What's the difference between notebooks, netbooks and ultra-mobile PCs?

The Lenovo W700ds has a 17-inch (43.2-centimeter) primary screen and a 10-inch (25.4-centimeter) secondary screen. See more laptop pictures.
© Lenovo

­In early 2008, the mobile computer landscape was dominated by laptop computers. There were a few alternatives to traditional laptops -- tablet PCs, advanced PDAs and even a few smartphones could perform many basic computing tasks. But the laptop computer set the standard for mobile computing -- some companies offered laptops that were nearly as powerful as their desktop counterparts.

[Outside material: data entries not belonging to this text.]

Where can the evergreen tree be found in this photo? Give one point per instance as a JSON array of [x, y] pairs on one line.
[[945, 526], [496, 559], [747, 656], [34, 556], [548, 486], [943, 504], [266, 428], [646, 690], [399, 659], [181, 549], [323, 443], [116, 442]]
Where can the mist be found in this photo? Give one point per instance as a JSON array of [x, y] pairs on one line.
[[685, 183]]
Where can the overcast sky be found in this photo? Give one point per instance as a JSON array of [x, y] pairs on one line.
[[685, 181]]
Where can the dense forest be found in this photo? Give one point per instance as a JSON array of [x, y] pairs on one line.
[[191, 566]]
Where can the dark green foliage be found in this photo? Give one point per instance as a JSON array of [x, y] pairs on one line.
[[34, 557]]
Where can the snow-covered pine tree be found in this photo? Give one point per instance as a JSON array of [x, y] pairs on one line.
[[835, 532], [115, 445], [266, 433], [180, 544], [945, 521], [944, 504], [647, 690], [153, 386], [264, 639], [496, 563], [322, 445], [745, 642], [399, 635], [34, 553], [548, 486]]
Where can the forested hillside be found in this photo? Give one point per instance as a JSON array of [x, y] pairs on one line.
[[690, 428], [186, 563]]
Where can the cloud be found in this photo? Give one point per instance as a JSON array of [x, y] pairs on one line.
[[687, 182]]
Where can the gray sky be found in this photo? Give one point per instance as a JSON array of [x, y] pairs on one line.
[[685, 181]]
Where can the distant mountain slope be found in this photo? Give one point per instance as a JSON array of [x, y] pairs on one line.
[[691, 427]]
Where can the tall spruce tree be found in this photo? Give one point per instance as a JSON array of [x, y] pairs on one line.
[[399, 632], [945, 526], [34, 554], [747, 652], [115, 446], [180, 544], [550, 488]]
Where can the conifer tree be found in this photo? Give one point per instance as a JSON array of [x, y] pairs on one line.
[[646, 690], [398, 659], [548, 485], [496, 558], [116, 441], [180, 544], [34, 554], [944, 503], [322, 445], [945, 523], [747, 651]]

A year later, the traditional laptop faces some competition in the mobile computing market. It can be confusing for consumers -- there's a host of new terms and categories to take into consideration when shopping for a mobile computer. There are laptops, notebooks, netbooks and ultra-mobile PCs. But what's the difference? Are the terms interchangeable? Are they well-defined?

The answer to these questions depends upon whom you ask. One person may call a particular PC a netbook while another insists it's a notebook. It's like asking someone to describe an elevated geographic feature -- some may call it a hill and others insist it's a mountain. There's no universal definition upon which you can rely.

There are, however, some general guidelines we can use. Laptop computers, notebooks and netbooks use the same basic form factor -- the main differentiator is size. That form factor is a computer with two main parts: a screen and a ­keyboard attached by hinges. In general, netbook computers are smaller and lighter than notebook computers, which in turn are smaller and lighter than laptops. But there are no specific size or weight classes for computers. So, for example, if the computer has an 11-inch (27.9 centimeter) screen, is it a netbook or a notebook? That's where people disagree.

­Let's start with laptops and notebooks. Some people use the terms interchangeably because many of the laptops on the market are smaller and lighter than their predecessors. As laptop technology evolves, manufacturers are able to pack more power into a smaller package. The notebook format is becoming the norm.

But there are still some laptops that are too large to be considered notebooks. The Lenovo ThinkPad W700ds has a 17-inch (43.2-centimeter) main screen and a retractable 10-inch (25.4-centimeter) secondary screen. It weighs 11 pounds (about 5 kilograms) and is 2.1 inches (5.3 centimeters) thick. Gaming laptops can also be on the large side -- Toshiba's Qosmio X305 weighs 9 pounds and has a 17-inch (43.2-centimeter) screen. While these computers are portable, you probably don't want to lug them around all day long.